Journal de bord #13

Le passage du Cap Horn


Message de Marie

« « All station, this is Passage Guardian Radio calling, Pen-Duick VI & Translated 9, do you copy ?
– Passage Guardian Radio, this is Pen-Duick VI: copy you loud and clear, I’m standing by.
– This is Passage Guardian Radio, severe weather alert, gale warning for the area 53 to 60S, and 81W to the shore. Low pressure 946 hp . Wind NorthWest to North, 40 to 50 knots, gust 80 decresing east of the area to 30 35knt, gust 50.
Pen-Duick VI Transleted 9, did you copy all of it?
– …….. …….. Aoutch. »

C’est donc par ces mots que Peter, notre ange gardien Kiwi grâce à qui la flotte obtient un minimum de météo par BLU, prévient les deux bateaux en tête de la flotte : Transleted 9 et Pen-Duick VI.
Tout comme l’indien, le Pacifique fut très clément avec nous.

Les deux premières semaines furent un peu lentes, assez déstabilisantes même, loin de ce que nous avions imaginé du Pacifique. Mer plate, soleil, un décors limite monotone même si loin d’être monochrome, bateau qui file droit à 9,10knt, mais où il ne se passe pas grand chose, avec cette fâcheuse impression de revivre encore et encore la même journée. Anticyclone quand tu nous tiens… A cause des marques de passage obligatoire, impossible de descendre aussi Sud que nous le souhaiterions. Un peu bizarre d’être avec le reste de la flotte après 12 jours de course mais comme sur les 2 autres étapes on a vu qu’il ne fait pas bon d’être loin en tête, ce n’est peut être pas plus mal de changer de tactique ! Nous nous concentrons donc pour bien faire avancer Pen-Duick VI dans des conditions où il se débrouille bien mais qui ne sont pas son point fort, et où le reste de la flotte est tout aussi rapide.

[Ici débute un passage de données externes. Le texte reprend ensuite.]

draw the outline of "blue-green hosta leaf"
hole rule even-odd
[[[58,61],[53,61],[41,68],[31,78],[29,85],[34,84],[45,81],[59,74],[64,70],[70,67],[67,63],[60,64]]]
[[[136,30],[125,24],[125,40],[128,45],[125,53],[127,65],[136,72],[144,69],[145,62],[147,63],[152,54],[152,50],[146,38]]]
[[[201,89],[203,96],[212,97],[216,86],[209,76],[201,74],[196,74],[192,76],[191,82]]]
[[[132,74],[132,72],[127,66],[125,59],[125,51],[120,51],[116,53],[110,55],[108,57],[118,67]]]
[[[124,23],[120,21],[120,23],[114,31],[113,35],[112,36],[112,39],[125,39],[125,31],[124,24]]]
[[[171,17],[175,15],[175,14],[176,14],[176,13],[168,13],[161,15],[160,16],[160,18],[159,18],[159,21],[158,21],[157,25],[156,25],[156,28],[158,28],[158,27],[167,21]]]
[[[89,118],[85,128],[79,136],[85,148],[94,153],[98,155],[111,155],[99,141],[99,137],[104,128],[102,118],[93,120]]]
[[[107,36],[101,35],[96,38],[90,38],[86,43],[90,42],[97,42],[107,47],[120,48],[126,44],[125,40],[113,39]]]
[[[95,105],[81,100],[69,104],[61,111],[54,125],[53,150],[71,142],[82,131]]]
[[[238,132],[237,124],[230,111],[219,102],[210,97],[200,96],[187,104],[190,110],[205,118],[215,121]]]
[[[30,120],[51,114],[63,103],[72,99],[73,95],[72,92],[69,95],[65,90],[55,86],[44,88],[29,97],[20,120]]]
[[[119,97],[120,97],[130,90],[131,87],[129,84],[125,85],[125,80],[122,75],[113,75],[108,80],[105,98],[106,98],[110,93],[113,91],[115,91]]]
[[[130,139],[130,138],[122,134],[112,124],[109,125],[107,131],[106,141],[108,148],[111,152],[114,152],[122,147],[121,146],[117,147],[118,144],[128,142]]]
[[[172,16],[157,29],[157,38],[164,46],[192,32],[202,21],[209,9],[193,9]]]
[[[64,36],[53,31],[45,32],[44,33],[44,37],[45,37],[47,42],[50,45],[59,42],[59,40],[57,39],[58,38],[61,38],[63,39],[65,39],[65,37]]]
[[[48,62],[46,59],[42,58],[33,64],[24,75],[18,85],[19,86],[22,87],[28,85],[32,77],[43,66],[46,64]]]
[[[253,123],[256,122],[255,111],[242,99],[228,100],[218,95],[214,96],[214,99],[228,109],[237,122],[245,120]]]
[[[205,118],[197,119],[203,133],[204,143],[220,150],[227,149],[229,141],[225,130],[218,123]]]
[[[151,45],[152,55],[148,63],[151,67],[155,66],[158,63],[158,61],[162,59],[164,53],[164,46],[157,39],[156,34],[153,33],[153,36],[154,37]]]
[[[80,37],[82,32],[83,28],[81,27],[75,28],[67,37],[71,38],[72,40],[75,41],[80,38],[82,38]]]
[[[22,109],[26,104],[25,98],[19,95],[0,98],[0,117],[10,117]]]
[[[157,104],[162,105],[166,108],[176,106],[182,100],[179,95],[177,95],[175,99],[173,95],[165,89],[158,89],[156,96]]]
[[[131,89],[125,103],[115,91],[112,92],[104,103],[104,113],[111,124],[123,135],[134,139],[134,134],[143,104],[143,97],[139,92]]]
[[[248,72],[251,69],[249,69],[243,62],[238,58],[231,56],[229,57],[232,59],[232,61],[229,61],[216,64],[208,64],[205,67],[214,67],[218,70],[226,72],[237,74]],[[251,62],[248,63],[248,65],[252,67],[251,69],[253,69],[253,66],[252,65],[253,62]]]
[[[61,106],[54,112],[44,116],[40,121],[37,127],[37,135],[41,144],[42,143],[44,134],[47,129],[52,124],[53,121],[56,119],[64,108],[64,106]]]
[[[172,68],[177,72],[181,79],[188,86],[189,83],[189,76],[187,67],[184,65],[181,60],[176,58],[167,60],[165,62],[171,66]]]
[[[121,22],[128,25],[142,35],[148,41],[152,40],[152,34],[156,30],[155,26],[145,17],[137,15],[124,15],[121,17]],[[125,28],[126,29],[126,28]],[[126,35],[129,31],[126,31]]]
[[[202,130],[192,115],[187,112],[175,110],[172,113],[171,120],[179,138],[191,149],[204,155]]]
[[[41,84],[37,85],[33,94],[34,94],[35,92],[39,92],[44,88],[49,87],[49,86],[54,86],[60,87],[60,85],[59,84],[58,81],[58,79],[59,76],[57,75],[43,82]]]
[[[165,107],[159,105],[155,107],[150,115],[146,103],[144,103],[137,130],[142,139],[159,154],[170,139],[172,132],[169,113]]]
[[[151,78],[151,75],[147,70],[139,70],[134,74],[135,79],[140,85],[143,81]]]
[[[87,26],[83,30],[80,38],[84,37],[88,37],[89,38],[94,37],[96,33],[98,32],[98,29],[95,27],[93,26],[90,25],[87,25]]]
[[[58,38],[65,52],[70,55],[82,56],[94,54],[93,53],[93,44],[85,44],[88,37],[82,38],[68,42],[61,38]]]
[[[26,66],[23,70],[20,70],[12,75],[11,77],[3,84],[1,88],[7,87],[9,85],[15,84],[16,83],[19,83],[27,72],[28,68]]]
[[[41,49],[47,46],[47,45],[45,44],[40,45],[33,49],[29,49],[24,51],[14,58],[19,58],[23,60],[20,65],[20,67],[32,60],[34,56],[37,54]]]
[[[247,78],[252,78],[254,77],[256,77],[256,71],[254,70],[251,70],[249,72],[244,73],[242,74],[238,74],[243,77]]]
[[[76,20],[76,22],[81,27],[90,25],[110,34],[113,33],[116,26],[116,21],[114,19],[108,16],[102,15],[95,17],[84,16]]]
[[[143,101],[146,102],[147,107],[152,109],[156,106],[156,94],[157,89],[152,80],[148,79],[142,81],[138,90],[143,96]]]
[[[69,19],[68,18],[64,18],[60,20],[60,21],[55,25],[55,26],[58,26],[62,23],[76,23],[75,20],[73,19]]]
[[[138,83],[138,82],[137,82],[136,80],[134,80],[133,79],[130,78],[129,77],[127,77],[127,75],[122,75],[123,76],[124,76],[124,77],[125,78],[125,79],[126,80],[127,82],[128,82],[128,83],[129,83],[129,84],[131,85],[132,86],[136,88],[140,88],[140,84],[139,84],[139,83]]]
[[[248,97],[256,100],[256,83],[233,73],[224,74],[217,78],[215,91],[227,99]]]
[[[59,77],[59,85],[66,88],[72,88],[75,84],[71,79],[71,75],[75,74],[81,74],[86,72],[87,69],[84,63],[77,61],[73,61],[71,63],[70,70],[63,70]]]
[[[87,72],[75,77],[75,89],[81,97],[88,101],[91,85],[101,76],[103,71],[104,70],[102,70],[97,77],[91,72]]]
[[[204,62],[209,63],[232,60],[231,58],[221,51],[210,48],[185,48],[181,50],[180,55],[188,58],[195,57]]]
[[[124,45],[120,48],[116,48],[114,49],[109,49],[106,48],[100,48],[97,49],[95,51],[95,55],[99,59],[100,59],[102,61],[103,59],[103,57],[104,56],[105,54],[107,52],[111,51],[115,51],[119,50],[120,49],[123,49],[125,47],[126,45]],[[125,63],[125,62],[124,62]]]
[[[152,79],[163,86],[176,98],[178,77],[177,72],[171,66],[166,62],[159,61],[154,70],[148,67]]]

Ce n’est qu’à la longitude du point Nemo ( là où les êtres humains les plus proche de nous sont ceux de la station spatiale…. Mais aussi là où l’on balance les satellites en fin de vie ) que nous commençons à faire le break avec le reste de la flotte. Pour la petite histoire, nous n’aurons jamais vu autant de bateau que sur ce point si isolé, croisant deux concurrents de la Global Solo Challenge, deux cargo et Transleted 9 en 24h.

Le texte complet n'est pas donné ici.